“People are only going to pick up on however far their references go, and that’s cool,” says Jessica Pratt over the phone from her home in Los Angeles. “I like surveying the whole range of them, and I’m not offended by any of them.”
She is referring to the endless comparisons that come with the buzz surrounding her sophomore record, On Your Own Love Again, a warm and timeless folk record that dares the lazy journalist to stick “The New [Joanna] Newsom” or “freak folk revivalist” onto her name. But the truth could not be further from it.
A whip-smart, brazen intellectual, Pratt has been carving her own path on her own terms since her early days in the San Francisco psyche scene. Catching the ear of Bay Area stalwart Tim Presley (White Fence), she released her debut album in 2012 on Birth Records, a label he started for the sole purpose of releasing her music. While it received critical acclaim, it was followed by a tumultuous time of transition and change in Pratt’s life: a relationship of seven years ended, and her mother passed away suddenly. Seeking solace, she packed up her things and moved to Los Angeles in 2013 as an attempt to “[embrace] the transitory aspects of it all.”
In other words, she entered a period of intense and isolated creativity, a time that would spawn On Your Own Love Again.
With so much time alone for the first time, Pratt channeled her existential crisis into something creative with the help of her guitar and a four-track.
“You have to get in the zone and stay in the zone, and any interaction with people limits that – at least for me it does,” says Pratt of her lone wolf creative process. “I felt very pressured to finish [this record] for whatever reason, even before I had a label involved. I don’t know if it was a period of creation that was birthed from the new experiences that I had moving to LA, or it was just that I was focusing really hard to do it, I guess I’ll never really know.”
Pratt’s songs have a timeless, warm quality to them, shrouded in mystery and melancholy. It is easy to see why she is drawing comparisons to fairy folk mothers such as Linda Perhacs and Joni Mitchell. But there is more to it than that. Her biggest influences are “smooth sounding things” with an “idiosyncratic edge”.
In “Back, Baby”, she plays with a slight tropicalia vibe, perhaps a result of listening to Os Mutantes in her teen years. “Moon Dude” could easily be have penned by Donovan, and the spirit of Karen Dalton is alive and well on “Greycedes”.
Will Canzoneri, her engineer, added a few additional sonic layers to the record, but it is almost entirely Pratt and her guitar. Her unusual voice carries the music like a strange storyteller from an undefinable era. It’s neo-classic folk, without the pretense or preciousness, coming from the throat of a 28-year-old California girl with blonde hair and an elvish smirk.
Not even a month after its release, On Your Own Love Again has already received praise from every corner, crowning Pratt the new it-girl of folk.
“I would have been totally happy to just have a small collection of like-minded people enjoy it,” says Pratt of the buzz. “It very much exceeded my expectations in a pretty extreme way. The range of people that like it is very surprising to me.”

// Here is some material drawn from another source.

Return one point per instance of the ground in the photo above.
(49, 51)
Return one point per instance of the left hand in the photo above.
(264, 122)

With a solid tour schedule beginning with a West Coast swing that will bring her to Vancouver on Feb. 21, there is no telling of when she will have time to work on new music, or even have a moment to “dwell in my own universe”, a vital key to her creative process. But this doesn’t phase her. She views the future with more curiosity than anxiety.
“I think you have to feel somewhat uncomfortable to really be driven to make something,” says Pratt of her future. “It’s like the same thing when people move to a city like New York – you have this sudden drive and need to survive, and maybe you do your best work because of it.”
• Jessica Pratt plays with Kevin Morby at Electric Owl on Feb. 21, 8pm. Tickets starting at $12.